# Academic QA System with GraphRAG

- Author: [Yongdam Kim](https://github.com/dancing-with-coffee)
- Design: 
- Peer Review: 
- This is a part of [LangChain Open Tutorial](https://github.com/LangChain-OpenTutorial/LangChain-OpenTutorial)

[![Open in Colab](https://colab.research.google.com/assets/colab-badge.svg)](https://colab.research.google.com/github/LangChain-OpenTutorial/LangChain-OpenTutorial/blob/main/99-TEMPLATE/00-BASE-TEMPLATE-EXAMPLE.ipynb) [![Open in GitHub](https://img.shields.io/badge/Open%20in%20GitHub-181717?style=flat-square&logo=github&logoColor=white)](https://github.com/LangChain-OpenTutorial/LangChain-OpenTutorial/blob/main/99-TEMPLATE/00-BASE-TEMPLATE-EXAMPLE.ipynb)

## Overview

이 튜토리얼은 GraphRAG를 이용하여 논문 내용 잘 참고하여 더 잘 대답하는 QA 시스템에 대한 구현을 다룹니다. 

GraphRAG는 Microsoft에서 만든 Graph를 이용하여 text의 local & global 정보를 잘 추출하여 답변하는 새로운 시스템입니다.

하지만, Microsoft에서 발표한 GraphRAG 구현체는 Langchain과 결합되어 있지 않아 사용에 어려움이 있습니다.

이러한 점을 개선한 langchain-graphrag 라이브러리를 사용하여 Langchain에서 GraphRAG를 구현할 수 있습니다.

이번 튜토리얼에서는 langchain-graphrag를 사용하여 최신 AI 관련 논문들에 대해 상세하게 답변하는 QA system을 만드는 것에 대해 배웁니다.

![GraphRAG](./assets/08-academicqasystem-graphrag-pipeline-.png)

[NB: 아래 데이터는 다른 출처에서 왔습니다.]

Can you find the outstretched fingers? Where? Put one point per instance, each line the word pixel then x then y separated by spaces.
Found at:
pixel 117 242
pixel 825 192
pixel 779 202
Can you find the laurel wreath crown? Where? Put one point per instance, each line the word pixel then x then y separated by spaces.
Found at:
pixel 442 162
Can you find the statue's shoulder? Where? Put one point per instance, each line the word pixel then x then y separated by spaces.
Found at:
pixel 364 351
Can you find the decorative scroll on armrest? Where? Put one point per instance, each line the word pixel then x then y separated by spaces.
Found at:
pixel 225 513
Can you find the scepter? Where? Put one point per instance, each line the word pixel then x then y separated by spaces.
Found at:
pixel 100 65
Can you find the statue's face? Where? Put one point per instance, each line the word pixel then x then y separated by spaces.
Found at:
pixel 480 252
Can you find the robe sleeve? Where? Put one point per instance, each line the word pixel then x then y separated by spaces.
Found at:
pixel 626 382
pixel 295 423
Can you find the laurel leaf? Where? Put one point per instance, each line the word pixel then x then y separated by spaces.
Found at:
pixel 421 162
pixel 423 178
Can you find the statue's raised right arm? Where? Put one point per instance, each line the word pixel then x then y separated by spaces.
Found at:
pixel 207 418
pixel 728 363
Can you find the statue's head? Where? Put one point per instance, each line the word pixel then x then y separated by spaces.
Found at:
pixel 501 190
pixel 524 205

[논문: From Local to Global-A Graph RAG Approach to Query-Focused Summarization](https://arxiv.org/abs/2404.16130) 

### Table of Contents


### References

----

## Environment Setup

Set up the environment. You may refer to [Environment Setup](https://wikidocs.net/257836) for more details.

**[Note]**
- `langchain-opentutorial` is a package that provides a set of easy-to-use environment setup, useful functions and utilities for tutorials. 
- You can checkout the [`langchain-opentutorial`](https://github.com/LangChain-OpenTutorial/langchain-opentutorial-pypi) for more details.

In [1]:
%%capture --no-stderr
!pip install langchain-opentutorial

In [17]:
# Install required packages
from langchain_opentutorial import package

package.install(
    [
        "langsmith",
        "langchain",
        "langchain_core",
        "langchain_community",
        "langchain-graphrag",
        "langchain_chroma",
        "jq",
    ],
    verbose=False,
    upgrade=False,
)

In [3]:
# Set environment variables
from langchain_opentutorial import set_env

set_env(
    {
        "OPENAI_API_KEY": "",
        "LANGCHAIN_API_KEY": "",
        "LANGCHAIN_TRACING_V2": "true",
        "LANGCHAIN_ENDPOINT": "https://api.smith.langchain.com",
        "LANGCHAIN_PROJECT": "08-AcademicQASystem",  # title 과 동일하게 설정해 주세요
    }
)

Environment variables have been set successfully.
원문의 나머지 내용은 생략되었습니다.